Vikas Khanna is the only one to meaningfully draw an analogy between movies and cooking, because he’s probably the only master-chef in the world to have masterfully dabbled in both. File pic


Consider the opening of a restaurant as a screenplay. To execute it, you hire two sets of staff. First, front of the house, that's hostesses, sommelier, etc, who are no different from actors before camera. Back of the house involves people you can't see, but they do the work of procuring produce, housekeeping, chefs cooking dishes - no different from technicians in a film.

When the head of the kitchen commands, "Fire," it is "action" for a movie set. A single dish is composed of multiple dishes - a minimum three each, which has taken months to reach your table. But you could pick up fish from Tokyo or truffles from France, the temperature at which you stop the simmering in the pan is the editing. It's the most crucial part, as with pictures.

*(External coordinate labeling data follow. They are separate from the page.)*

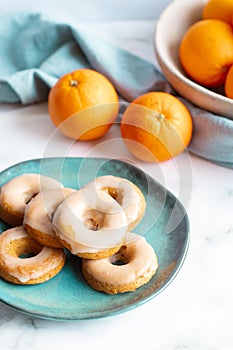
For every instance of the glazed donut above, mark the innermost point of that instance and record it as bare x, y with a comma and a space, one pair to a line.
139, 265
127, 194
90, 224
38, 213
45, 263
16, 193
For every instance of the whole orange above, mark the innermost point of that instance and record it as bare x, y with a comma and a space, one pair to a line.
83, 104
206, 51
156, 127
218, 9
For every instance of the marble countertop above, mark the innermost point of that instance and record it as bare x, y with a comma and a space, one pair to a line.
195, 311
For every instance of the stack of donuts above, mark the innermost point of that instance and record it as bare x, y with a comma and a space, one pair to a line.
94, 223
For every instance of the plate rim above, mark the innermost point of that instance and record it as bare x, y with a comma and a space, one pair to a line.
119, 309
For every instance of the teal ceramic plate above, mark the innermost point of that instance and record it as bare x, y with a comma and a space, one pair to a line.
67, 296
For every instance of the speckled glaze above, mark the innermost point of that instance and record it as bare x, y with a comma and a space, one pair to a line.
67, 296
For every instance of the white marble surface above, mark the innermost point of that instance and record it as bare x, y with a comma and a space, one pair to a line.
195, 311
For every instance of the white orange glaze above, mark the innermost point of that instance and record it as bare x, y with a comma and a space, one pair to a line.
16, 193
38, 214
90, 222
36, 269
127, 194
140, 264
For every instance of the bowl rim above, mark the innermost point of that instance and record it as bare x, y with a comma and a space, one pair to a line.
163, 59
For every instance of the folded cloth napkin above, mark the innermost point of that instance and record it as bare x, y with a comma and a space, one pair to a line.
35, 52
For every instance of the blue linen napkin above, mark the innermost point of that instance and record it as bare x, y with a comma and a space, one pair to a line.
35, 52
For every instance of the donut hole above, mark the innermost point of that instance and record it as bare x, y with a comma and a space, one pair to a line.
93, 219
115, 193
24, 248
28, 197
120, 258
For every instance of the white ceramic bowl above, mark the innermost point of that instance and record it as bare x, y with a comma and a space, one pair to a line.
170, 28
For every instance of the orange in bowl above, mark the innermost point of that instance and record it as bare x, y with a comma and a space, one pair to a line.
206, 51
156, 127
83, 104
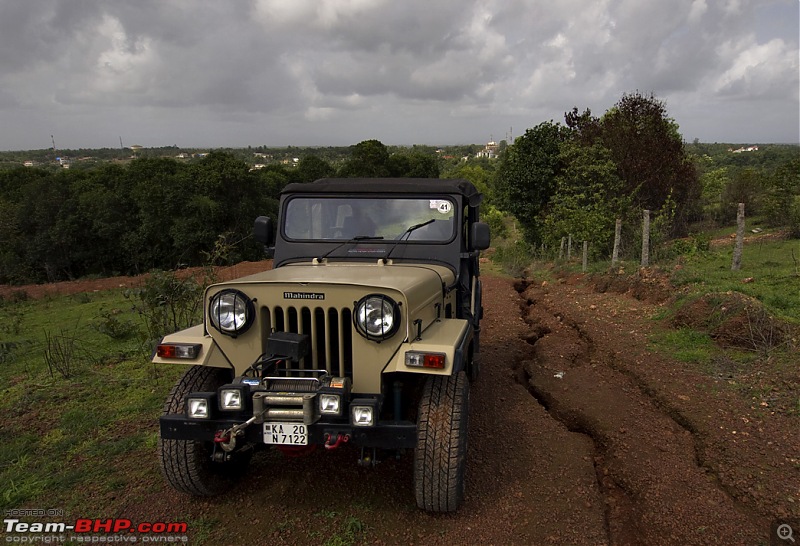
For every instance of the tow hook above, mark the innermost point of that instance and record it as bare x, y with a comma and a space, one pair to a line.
340, 439
227, 438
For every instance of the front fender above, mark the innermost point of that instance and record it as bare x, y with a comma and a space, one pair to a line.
449, 336
210, 354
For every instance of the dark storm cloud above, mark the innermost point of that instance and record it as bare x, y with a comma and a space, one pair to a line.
266, 70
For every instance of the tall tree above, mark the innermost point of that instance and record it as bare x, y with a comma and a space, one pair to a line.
588, 197
526, 178
649, 153
369, 158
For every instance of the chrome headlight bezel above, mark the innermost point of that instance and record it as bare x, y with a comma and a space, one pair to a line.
231, 312
232, 398
199, 405
376, 317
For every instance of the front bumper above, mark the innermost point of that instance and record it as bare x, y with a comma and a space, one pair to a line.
384, 434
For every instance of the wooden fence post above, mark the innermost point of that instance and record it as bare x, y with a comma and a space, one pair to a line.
737, 248
646, 239
617, 236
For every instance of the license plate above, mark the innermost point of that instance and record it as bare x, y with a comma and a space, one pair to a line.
287, 434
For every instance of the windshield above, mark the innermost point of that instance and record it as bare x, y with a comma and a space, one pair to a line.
342, 219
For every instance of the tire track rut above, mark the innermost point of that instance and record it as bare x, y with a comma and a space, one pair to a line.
648, 458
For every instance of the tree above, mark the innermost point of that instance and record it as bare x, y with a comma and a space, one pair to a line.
369, 158
526, 179
312, 167
588, 197
746, 187
413, 165
649, 153
782, 200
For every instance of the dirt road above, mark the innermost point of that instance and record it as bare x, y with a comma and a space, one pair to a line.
578, 435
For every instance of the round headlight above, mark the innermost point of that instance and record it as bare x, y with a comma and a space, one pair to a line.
377, 317
231, 312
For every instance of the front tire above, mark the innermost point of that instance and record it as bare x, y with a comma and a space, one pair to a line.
187, 464
441, 453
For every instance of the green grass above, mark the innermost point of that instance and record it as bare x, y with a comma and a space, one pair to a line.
61, 432
685, 345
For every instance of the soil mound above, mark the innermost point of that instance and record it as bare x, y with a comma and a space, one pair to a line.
734, 319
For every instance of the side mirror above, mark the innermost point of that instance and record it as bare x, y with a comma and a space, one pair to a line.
479, 236
263, 230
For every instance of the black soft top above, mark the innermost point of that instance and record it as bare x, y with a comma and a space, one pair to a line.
390, 185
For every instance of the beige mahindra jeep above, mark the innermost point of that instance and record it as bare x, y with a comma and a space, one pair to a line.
362, 337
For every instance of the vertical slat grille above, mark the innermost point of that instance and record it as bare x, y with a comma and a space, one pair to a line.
330, 333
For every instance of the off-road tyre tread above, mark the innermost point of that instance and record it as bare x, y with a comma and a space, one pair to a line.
441, 452
186, 464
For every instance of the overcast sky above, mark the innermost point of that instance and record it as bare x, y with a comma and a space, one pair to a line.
234, 73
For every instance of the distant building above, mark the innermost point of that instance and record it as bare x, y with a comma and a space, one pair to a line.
489, 151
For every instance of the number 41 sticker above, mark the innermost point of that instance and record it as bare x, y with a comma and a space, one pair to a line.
441, 206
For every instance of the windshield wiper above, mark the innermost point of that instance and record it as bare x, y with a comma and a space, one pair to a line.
406, 234
356, 239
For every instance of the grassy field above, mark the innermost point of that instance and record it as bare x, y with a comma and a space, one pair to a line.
79, 390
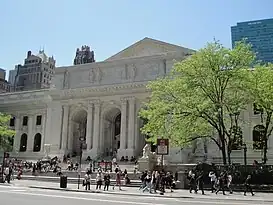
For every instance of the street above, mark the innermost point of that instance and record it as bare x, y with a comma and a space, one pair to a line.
26, 196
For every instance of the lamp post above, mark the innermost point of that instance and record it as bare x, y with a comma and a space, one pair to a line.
47, 150
5, 156
245, 151
82, 139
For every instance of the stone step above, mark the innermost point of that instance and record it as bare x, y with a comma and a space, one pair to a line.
70, 180
73, 174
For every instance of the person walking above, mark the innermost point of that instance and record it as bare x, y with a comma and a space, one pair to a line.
87, 181
107, 178
248, 186
213, 179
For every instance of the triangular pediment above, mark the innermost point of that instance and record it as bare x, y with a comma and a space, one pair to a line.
148, 47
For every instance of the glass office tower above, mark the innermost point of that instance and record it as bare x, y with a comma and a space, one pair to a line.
259, 33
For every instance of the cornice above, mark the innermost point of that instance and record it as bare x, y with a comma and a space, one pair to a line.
87, 91
122, 61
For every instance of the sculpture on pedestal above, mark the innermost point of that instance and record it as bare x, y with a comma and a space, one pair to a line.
146, 151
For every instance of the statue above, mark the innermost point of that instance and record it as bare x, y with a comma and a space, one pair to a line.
146, 151
92, 75
66, 79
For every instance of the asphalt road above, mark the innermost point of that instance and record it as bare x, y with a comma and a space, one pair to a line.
27, 196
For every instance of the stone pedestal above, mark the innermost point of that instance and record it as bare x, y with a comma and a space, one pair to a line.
130, 153
121, 152
146, 164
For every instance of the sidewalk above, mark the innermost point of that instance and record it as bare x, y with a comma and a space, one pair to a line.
260, 197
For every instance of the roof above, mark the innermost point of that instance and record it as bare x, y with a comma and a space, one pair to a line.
148, 47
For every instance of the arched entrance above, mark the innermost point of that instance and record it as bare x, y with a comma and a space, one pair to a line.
111, 132
23, 142
37, 142
78, 123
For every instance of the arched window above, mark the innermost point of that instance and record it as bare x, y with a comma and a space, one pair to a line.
257, 136
37, 143
237, 138
23, 143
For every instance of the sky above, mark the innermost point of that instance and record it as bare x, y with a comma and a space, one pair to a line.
109, 26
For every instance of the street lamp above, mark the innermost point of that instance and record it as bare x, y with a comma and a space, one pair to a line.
47, 150
245, 151
82, 139
5, 156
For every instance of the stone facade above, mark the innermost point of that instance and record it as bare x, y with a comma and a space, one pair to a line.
99, 103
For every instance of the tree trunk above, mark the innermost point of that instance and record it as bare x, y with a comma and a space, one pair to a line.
229, 157
224, 154
265, 151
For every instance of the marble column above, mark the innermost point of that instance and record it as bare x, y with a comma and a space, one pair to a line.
131, 125
89, 126
123, 130
71, 126
30, 137
65, 128
43, 132
17, 137
48, 132
96, 130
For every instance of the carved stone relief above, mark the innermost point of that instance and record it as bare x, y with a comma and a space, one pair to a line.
95, 75
129, 72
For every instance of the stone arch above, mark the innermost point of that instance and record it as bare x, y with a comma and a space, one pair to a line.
257, 137
78, 121
37, 142
111, 120
23, 143
237, 134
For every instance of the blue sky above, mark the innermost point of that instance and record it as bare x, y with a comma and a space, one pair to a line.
108, 26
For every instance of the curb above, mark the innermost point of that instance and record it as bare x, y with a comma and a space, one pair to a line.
135, 194
102, 192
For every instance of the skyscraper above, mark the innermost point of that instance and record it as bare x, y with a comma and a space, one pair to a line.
259, 33
36, 73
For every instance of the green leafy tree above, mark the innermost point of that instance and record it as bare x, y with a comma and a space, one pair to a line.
5, 133
202, 97
260, 86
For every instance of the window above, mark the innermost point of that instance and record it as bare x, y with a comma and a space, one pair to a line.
237, 138
39, 120
25, 120
23, 143
257, 136
12, 122
37, 143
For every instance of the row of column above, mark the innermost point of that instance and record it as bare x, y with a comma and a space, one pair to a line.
29, 132
130, 129
93, 129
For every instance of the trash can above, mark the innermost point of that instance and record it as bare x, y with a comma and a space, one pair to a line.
63, 181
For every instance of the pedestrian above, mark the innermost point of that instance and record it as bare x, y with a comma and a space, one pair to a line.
221, 184
118, 180
229, 181
248, 185
200, 181
192, 182
99, 181
213, 179
87, 181
107, 178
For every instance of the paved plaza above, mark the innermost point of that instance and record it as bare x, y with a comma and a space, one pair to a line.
36, 187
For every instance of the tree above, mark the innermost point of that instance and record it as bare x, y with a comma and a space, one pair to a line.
260, 87
203, 94
5, 132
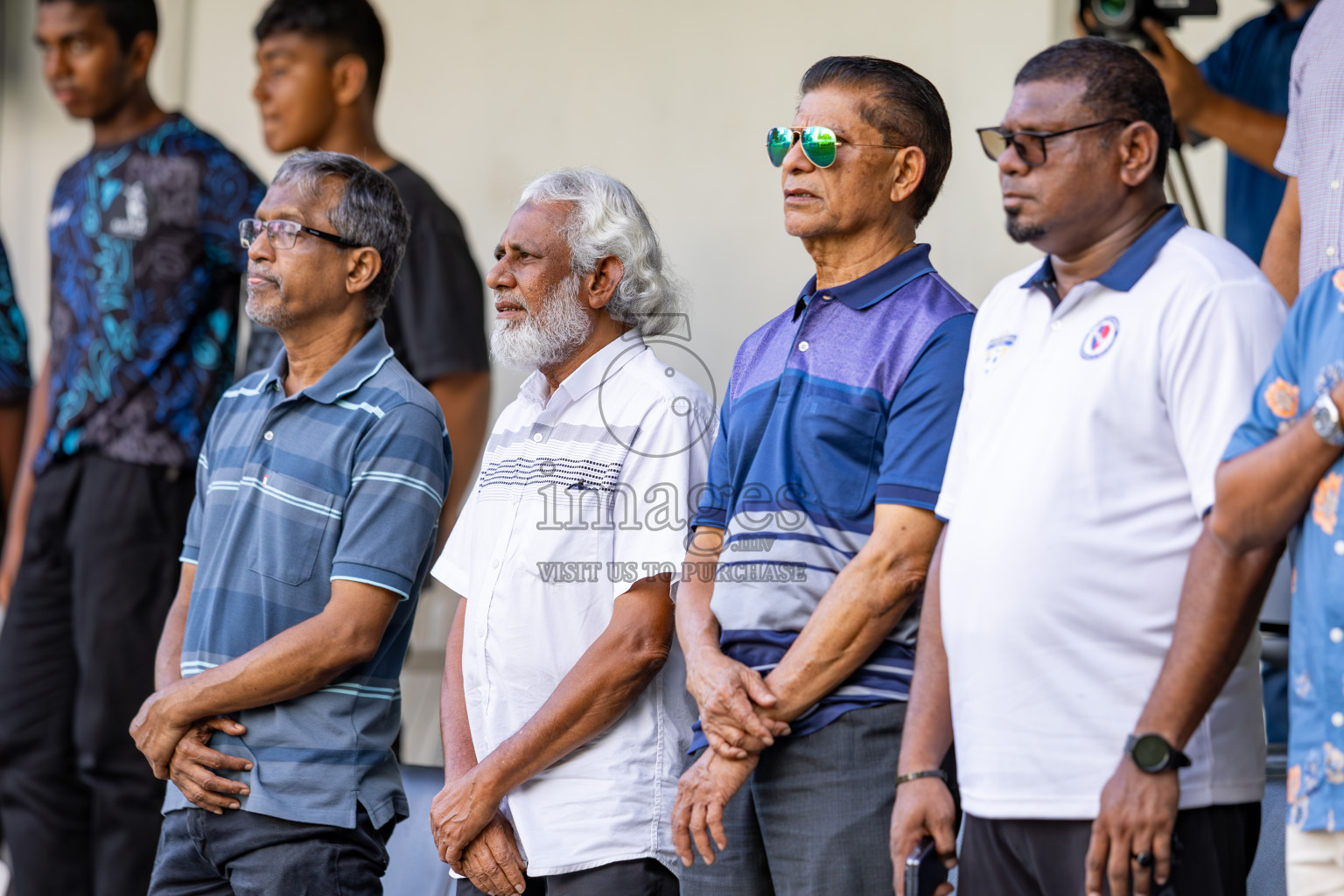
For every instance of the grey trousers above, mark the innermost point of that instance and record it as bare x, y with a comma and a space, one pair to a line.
637, 878
815, 817
1211, 856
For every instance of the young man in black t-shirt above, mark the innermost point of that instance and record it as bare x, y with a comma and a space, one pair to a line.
145, 274
321, 65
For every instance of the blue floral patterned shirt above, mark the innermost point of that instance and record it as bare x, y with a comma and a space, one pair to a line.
15, 378
1309, 360
145, 274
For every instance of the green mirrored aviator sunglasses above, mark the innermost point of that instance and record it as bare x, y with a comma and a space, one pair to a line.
819, 144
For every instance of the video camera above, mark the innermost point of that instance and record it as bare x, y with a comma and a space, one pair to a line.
1121, 19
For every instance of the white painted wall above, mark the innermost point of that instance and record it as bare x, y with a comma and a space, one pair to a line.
674, 98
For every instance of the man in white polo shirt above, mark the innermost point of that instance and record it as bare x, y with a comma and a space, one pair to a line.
1101, 388
564, 710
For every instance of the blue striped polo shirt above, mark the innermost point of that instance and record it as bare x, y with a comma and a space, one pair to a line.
843, 402
343, 480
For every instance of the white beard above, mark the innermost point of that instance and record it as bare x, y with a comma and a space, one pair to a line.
547, 336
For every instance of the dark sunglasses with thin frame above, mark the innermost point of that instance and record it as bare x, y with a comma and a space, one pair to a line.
284, 234
1030, 144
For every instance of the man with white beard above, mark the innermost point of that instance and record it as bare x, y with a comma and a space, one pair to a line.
564, 712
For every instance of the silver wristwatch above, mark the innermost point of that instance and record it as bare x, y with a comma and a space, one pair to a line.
1326, 421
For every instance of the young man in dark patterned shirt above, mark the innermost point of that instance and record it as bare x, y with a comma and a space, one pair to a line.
145, 269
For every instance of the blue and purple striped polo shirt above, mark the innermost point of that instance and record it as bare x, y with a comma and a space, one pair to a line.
845, 401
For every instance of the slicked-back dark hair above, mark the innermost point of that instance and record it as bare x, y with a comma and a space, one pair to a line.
128, 18
350, 25
1117, 83
906, 108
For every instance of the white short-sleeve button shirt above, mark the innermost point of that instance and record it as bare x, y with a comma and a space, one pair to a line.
581, 494
1080, 473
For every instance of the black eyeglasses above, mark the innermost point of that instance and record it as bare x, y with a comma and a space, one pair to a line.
284, 234
1030, 144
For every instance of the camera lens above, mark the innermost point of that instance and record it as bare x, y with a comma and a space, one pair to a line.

There you go: running a restaurant is like filmmaking, as the Michelin starred chef Vikas Khanna describes it to me, over a couple of conversations I've had with him ever since I watched his deeply humane/empathetic directorial debut The Last Colour, starring among others Neena Gupta, that dropped on Amazon Prime Video recently.

Khanna is the only one to meaningfully draw an analogy between movies and cooking, because he's probably the only master-chef in the world to have masterfully dabbled in both. It's like actor Nawazuddin Siddiqui now entering culinary arts, Khanna uses another analogy!

The first time I heard about his film I automatically assumed it would be about food - like, say, the brilliant Om Puri, Helen Mirren starrer One Hundred Foot Journey. Which in fact is a movie that Khanna hates with utmost rage, for its normalised racism.

In that Oprah Winfrey, Steven Spielberg co-production, a desi must work/train under goras and kill it with French cuisine, in order to earn the Michelin Star. Rather than achieve the same with Indian food, as Khanna did, becoming one of the first persons of colour in the US to be crowned thus.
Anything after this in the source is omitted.